Wednesday, 6 July 2011

Mainframe:


Mainframes (often colloquially referred to as "big iron") are powerful computers used mainly by large organizations for critical applications, typically bulk data processing such as census, industry and consumer statistics, enterprise resource planning, and financial transaction processing.
The term originally referred to the large cabinets that housed the central processing unit and main memory of early computers. Later the term was used to distinguish high-end commercial machines from less powerful units.
Most large-scale computer system architectures were firmly established in the 1960s and most large computers were based on architecture established during that era up until the advent of Web servers in the 1990s. (The first Web server running anywhere outside Switzerland ran on an IBM mainframe at Stanford University as early as 1991. See History of the World Wide Web for details.)
In the 1960s, most mainframes had no interactive interface. They accepted sets of punched cards, paper tape, and/or magnetic tape and operated solely in batch mode to support back office functions, such as customer billing. Teletype devices were also common, at least for system operators. By the early 1970s, many mainframes acquired interactive user interfaces and operated as timesharingcomputers, supporting hundreds of users simultaneously along with batch processing. Users gained access through specialized terminals or, later, from personal computers equipped with terminal emulation software. Many mainframes supported graphical terminals (and terminal emulation) but not graphical user interfaces by the 1980s, but end user computing was largely obsoleted in the 1990s by the personal computer. Nowadays most mainframes have partially or entirely phased out classic terminal access for end-users in favor of Web user interfaces. Developers and operational staff typically continue to use terminals or terminal emulators
Mainframe computer in olden days:

There were several minicomputer operating systems and architectures that arose in the 1970s and 1980s, but minicomputers are generally not considered mainframes. (UNIX arose as a minicomputer operating system; Unix has scaled up over the years to acquire some mainframe characteristics)
Many defining characteristics of "mainframe" were established in the 1960s, but those characteristics continue to expand and evolve to the present day.

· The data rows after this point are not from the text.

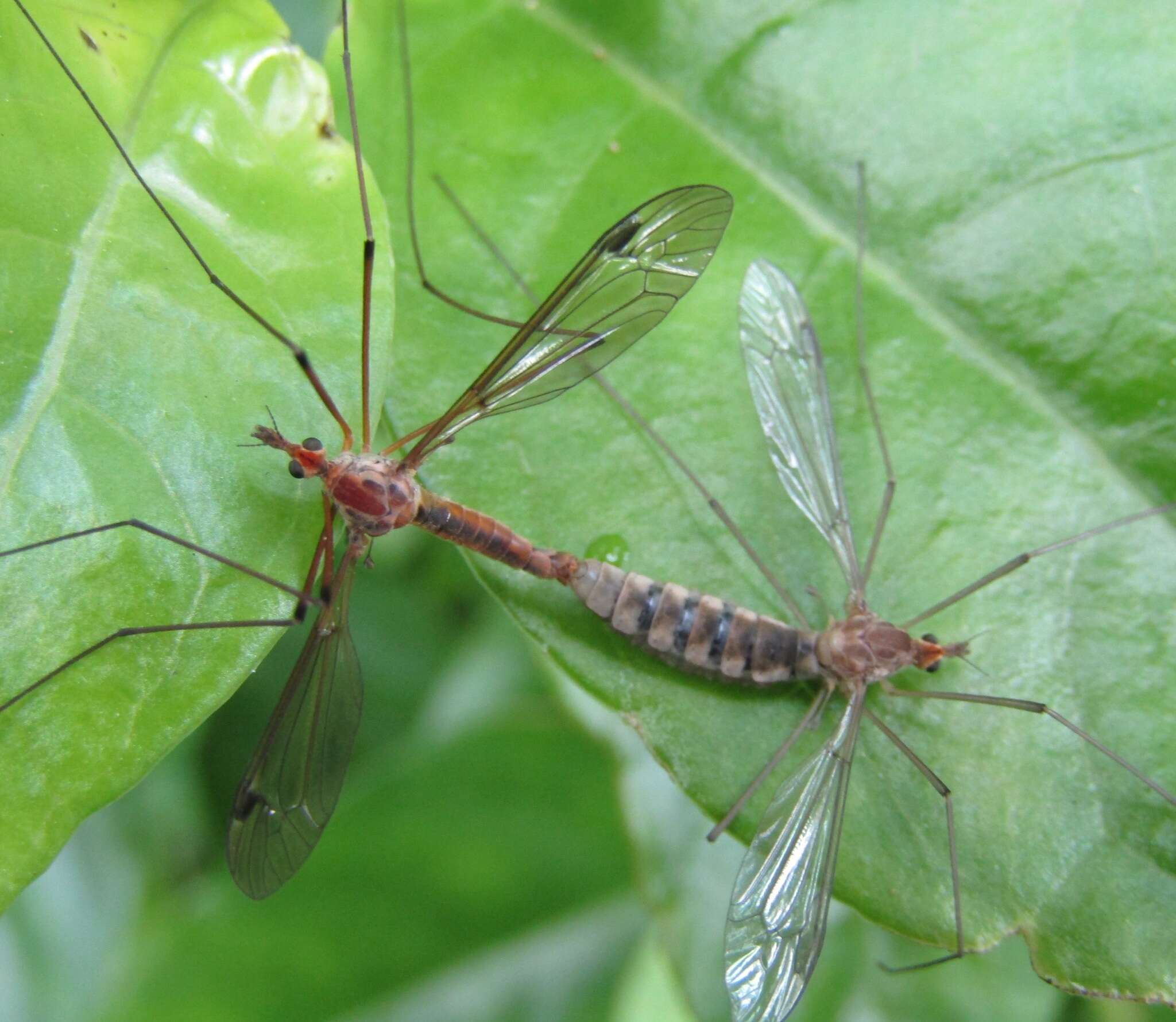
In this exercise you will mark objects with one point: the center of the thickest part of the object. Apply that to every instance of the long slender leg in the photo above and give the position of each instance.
(148, 629)
(406, 71)
(1020, 560)
(305, 597)
(636, 418)
(369, 239)
(807, 722)
(945, 793)
(1031, 706)
(864, 372)
(297, 351)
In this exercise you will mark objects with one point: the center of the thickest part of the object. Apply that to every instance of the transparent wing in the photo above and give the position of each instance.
(786, 372)
(292, 784)
(627, 282)
(781, 900)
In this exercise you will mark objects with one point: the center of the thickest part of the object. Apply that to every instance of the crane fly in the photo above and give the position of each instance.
(780, 904)
(625, 285)
(781, 897)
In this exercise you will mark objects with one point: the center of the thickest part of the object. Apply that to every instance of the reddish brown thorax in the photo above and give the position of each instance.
(866, 647)
(373, 493)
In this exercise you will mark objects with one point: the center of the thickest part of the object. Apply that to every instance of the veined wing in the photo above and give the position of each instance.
(292, 784)
(786, 371)
(781, 900)
(627, 282)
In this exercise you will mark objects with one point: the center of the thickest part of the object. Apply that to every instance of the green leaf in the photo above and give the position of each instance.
(130, 381)
(1021, 350)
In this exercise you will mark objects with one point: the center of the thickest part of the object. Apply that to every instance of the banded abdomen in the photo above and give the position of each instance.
(701, 630)
(488, 537)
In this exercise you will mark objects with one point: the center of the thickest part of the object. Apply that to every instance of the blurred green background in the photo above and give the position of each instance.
(502, 850)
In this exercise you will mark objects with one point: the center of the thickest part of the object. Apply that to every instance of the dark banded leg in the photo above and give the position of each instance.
(304, 595)
(945, 793)
(807, 722)
(297, 351)
(864, 372)
(1032, 706)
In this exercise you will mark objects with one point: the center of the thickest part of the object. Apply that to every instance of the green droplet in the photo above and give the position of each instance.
(610, 548)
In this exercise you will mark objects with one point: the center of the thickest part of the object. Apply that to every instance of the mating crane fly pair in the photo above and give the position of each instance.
(624, 286)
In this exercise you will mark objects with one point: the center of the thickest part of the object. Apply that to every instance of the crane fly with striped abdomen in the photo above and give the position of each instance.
(625, 285)
(781, 899)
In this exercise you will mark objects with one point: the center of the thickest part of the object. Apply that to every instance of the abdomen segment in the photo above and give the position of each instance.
(488, 537)
(691, 627)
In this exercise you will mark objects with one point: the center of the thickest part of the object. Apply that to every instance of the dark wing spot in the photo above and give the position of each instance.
(622, 234)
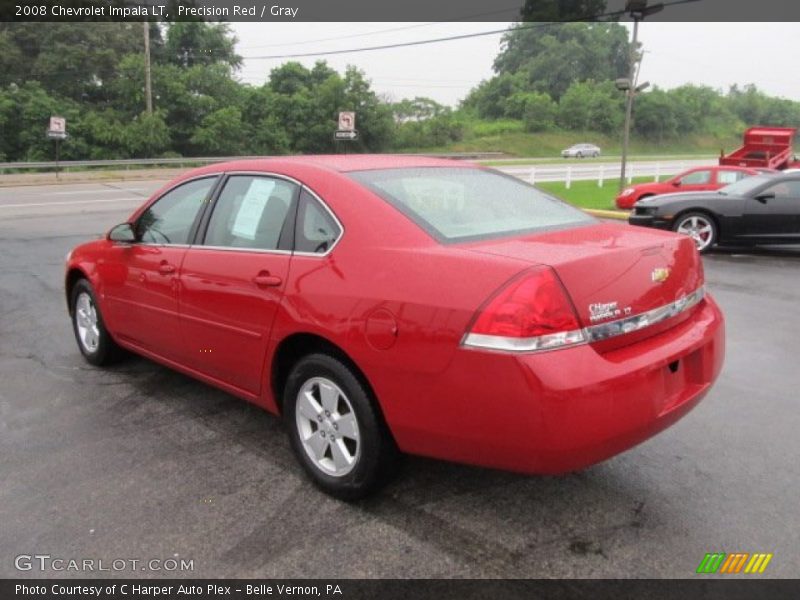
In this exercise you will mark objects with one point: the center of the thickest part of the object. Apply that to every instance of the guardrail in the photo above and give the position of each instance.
(65, 165)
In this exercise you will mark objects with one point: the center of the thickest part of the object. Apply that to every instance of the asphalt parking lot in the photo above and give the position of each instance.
(141, 462)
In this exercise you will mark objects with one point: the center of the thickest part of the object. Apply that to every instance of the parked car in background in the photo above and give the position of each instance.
(384, 303)
(581, 151)
(763, 209)
(700, 179)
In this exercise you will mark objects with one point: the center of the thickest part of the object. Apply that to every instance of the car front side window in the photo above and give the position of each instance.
(729, 177)
(251, 212)
(170, 219)
(696, 178)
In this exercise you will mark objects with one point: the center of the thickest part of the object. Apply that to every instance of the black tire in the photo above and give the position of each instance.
(375, 457)
(105, 351)
(700, 218)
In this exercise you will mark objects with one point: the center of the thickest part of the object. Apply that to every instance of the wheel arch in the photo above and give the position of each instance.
(297, 345)
(704, 211)
(74, 274)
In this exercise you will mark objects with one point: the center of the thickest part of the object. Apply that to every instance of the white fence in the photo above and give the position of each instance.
(601, 172)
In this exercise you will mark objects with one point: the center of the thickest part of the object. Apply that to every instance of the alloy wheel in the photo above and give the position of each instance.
(699, 228)
(86, 322)
(327, 426)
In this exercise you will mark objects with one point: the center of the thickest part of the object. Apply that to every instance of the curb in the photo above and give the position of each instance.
(608, 214)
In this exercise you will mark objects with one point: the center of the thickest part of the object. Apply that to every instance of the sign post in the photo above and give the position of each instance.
(347, 128)
(57, 131)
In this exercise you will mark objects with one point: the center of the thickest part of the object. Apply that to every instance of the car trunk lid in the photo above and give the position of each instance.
(611, 271)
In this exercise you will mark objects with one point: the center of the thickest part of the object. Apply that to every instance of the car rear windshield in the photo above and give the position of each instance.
(744, 186)
(461, 204)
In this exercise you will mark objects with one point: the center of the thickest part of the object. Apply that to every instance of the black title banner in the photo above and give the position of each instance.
(397, 589)
(398, 10)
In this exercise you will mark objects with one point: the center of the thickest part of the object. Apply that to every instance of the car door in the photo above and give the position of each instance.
(234, 277)
(141, 279)
(774, 212)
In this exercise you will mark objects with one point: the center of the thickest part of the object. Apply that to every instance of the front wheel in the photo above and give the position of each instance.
(94, 341)
(335, 429)
(698, 226)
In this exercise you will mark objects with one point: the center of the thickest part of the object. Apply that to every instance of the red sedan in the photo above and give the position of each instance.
(701, 179)
(385, 304)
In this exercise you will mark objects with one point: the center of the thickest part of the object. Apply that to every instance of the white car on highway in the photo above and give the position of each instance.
(581, 151)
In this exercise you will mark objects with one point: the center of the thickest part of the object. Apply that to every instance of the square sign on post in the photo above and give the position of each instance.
(58, 128)
(347, 121)
(347, 127)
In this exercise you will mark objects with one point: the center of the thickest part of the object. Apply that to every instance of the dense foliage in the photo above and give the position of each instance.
(548, 78)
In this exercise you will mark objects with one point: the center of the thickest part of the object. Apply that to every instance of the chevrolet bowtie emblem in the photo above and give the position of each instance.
(660, 275)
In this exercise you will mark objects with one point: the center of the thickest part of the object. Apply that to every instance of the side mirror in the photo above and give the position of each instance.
(765, 196)
(122, 233)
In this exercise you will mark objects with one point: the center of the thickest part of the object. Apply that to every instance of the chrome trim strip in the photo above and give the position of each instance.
(603, 331)
(595, 333)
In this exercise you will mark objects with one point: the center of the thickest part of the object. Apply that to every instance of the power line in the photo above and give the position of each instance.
(514, 9)
(608, 15)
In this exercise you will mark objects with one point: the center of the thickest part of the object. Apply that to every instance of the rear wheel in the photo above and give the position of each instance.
(94, 341)
(698, 226)
(335, 429)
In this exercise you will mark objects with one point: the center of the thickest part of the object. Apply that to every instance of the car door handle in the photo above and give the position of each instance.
(264, 279)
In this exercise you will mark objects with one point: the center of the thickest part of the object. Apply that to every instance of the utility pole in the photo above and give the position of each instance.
(148, 91)
(638, 10)
(629, 103)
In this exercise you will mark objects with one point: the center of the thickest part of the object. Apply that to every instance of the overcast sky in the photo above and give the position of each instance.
(715, 54)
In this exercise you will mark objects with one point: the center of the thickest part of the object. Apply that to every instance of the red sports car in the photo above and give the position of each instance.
(385, 304)
(701, 179)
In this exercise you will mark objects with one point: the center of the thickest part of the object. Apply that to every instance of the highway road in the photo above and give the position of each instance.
(141, 462)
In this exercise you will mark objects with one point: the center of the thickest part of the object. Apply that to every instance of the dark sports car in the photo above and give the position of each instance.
(764, 209)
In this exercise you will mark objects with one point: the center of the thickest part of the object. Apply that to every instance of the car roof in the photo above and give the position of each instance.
(342, 163)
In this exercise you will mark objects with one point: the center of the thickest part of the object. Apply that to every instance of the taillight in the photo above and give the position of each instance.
(531, 312)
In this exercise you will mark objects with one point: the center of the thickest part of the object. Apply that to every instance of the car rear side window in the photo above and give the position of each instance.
(728, 177)
(696, 178)
(459, 204)
(170, 219)
(317, 231)
(251, 212)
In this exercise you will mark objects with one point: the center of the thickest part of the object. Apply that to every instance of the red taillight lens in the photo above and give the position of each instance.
(532, 312)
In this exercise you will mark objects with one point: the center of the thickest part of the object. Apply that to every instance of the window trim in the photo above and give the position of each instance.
(198, 218)
(700, 170)
(325, 208)
(291, 222)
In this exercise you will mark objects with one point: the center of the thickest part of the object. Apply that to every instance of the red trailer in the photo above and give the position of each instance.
(764, 147)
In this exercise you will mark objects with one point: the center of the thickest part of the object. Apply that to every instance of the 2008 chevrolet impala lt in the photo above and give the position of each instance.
(387, 304)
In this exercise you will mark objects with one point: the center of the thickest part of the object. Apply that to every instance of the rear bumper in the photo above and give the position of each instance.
(558, 411)
(653, 221)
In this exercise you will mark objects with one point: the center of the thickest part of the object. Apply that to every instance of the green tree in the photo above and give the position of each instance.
(193, 43)
(592, 106)
(555, 55)
(536, 109)
(221, 133)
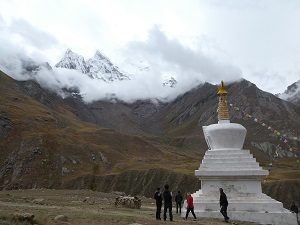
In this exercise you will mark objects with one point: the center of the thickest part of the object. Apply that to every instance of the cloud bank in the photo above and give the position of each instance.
(149, 64)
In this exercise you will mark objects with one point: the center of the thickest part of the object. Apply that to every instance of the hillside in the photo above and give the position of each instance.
(54, 142)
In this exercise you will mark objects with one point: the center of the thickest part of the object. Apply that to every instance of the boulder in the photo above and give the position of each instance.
(61, 218)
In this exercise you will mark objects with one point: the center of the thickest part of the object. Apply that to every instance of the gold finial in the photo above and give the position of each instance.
(223, 113)
(221, 89)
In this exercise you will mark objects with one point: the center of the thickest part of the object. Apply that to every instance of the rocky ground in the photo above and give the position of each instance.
(80, 207)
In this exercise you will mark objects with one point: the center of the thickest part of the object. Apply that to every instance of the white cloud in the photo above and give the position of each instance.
(251, 35)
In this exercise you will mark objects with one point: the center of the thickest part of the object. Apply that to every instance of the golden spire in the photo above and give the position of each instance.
(223, 113)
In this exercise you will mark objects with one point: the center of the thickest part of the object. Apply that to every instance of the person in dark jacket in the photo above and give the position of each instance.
(223, 205)
(294, 209)
(167, 196)
(190, 206)
(158, 199)
(178, 200)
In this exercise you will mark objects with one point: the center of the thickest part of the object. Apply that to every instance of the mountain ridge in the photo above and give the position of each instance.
(98, 67)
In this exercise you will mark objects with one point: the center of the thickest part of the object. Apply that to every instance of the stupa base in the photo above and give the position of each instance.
(260, 209)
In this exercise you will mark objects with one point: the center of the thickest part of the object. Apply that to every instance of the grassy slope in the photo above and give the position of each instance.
(64, 139)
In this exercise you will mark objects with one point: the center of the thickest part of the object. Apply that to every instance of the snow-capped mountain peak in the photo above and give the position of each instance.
(97, 67)
(72, 60)
(100, 67)
(171, 82)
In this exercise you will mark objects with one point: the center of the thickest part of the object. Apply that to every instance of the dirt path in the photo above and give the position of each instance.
(82, 208)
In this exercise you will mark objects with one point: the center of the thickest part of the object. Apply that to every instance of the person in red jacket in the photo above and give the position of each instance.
(190, 206)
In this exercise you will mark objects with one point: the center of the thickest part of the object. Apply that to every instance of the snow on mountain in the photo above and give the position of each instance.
(72, 60)
(292, 93)
(97, 67)
(100, 67)
(170, 82)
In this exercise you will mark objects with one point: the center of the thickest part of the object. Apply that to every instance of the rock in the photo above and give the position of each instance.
(61, 218)
(129, 202)
(39, 201)
(25, 217)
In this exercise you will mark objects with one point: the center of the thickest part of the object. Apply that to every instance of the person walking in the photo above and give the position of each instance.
(158, 199)
(178, 200)
(294, 209)
(223, 205)
(190, 206)
(167, 196)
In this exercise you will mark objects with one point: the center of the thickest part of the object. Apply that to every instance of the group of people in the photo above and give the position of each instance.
(166, 196)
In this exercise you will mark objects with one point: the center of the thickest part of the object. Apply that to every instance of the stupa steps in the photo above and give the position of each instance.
(282, 217)
(246, 206)
(199, 194)
(228, 160)
(227, 152)
(238, 156)
(230, 164)
(229, 173)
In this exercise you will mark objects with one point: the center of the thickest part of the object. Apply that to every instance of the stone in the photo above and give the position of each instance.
(39, 201)
(227, 165)
(23, 217)
(128, 202)
(61, 218)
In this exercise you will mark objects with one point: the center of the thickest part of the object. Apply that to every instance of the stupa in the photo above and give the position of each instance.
(227, 165)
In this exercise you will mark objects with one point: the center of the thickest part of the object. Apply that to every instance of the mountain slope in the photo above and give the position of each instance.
(54, 142)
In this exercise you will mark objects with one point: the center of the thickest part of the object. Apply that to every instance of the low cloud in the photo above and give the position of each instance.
(153, 61)
(189, 65)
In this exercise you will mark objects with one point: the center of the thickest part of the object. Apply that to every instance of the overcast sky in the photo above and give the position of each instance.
(190, 39)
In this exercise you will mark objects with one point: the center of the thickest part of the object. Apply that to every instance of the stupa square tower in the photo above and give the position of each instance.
(227, 165)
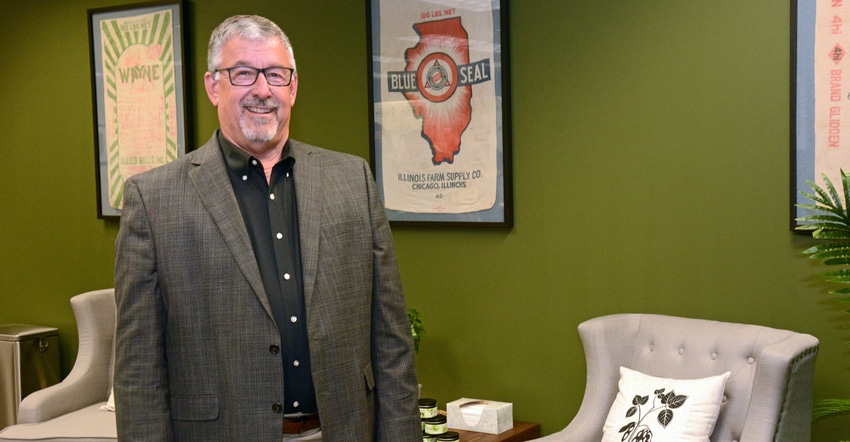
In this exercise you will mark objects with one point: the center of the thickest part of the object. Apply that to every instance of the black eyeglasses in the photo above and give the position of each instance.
(247, 76)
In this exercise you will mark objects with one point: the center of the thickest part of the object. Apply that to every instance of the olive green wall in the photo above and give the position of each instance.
(651, 174)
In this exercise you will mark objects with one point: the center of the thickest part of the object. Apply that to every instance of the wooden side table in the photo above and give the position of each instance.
(521, 432)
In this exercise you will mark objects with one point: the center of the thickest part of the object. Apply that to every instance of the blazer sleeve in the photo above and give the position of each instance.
(141, 384)
(392, 344)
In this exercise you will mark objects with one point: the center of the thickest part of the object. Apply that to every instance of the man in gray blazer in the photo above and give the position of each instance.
(258, 293)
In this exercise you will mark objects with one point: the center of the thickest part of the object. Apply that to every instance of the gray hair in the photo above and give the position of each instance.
(248, 27)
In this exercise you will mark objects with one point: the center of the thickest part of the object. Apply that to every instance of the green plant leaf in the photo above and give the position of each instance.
(822, 408)
(830, 234)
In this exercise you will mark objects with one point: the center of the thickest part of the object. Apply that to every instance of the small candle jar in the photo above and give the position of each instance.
(436, 425)
(427, 408)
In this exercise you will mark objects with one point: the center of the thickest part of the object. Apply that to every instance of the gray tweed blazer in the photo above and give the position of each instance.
(194, 333)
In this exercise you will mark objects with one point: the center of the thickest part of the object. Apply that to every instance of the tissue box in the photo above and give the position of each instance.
(480, 415)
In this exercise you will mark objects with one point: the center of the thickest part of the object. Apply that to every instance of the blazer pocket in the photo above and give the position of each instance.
(369, 377)
(194, 408)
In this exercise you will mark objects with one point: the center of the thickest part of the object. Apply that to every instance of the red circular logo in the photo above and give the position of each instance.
(437, 77)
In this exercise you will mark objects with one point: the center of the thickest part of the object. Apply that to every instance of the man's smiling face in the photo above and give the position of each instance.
(256, 117)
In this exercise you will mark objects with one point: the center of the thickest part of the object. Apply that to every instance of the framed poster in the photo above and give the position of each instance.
(820, 97)
(138, 94)
(440, 111)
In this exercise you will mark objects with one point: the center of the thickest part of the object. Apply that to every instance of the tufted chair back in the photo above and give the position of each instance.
(767, 398)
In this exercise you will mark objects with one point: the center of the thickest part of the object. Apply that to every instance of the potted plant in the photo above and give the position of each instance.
(831, 226)
(416, 327)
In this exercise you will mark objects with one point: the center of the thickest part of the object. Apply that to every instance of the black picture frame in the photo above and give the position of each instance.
(138, 93)
(440, 115)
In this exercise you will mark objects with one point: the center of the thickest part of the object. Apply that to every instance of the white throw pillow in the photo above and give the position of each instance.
(658, 410)
(110, 404)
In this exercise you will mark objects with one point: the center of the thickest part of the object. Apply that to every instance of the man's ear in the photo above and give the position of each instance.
(211, 86)
(293, 90)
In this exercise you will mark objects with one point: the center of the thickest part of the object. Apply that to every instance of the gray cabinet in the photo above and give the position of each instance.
(29, 361)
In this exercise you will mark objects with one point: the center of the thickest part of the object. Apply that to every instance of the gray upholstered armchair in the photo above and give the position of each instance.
(70, 410)
(767, 398)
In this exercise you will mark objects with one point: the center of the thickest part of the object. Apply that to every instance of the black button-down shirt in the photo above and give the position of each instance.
(271, 216)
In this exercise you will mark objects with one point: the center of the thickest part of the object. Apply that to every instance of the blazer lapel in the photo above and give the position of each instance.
(308, 191)
(211, 181)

Modern mainframe computers have abilities not so much defined by their single task computational speed (usually defined as MIPS — Millions of Instructions Per Second) as by their redundant internal engineering and resulting high reliability and security, extensive input-output facilities, strict backward compatibility with older software, and high utilization rates to support massive throughput. These machines often run for years without interruption, with repairs and hardware upgrades taking place during normal operation.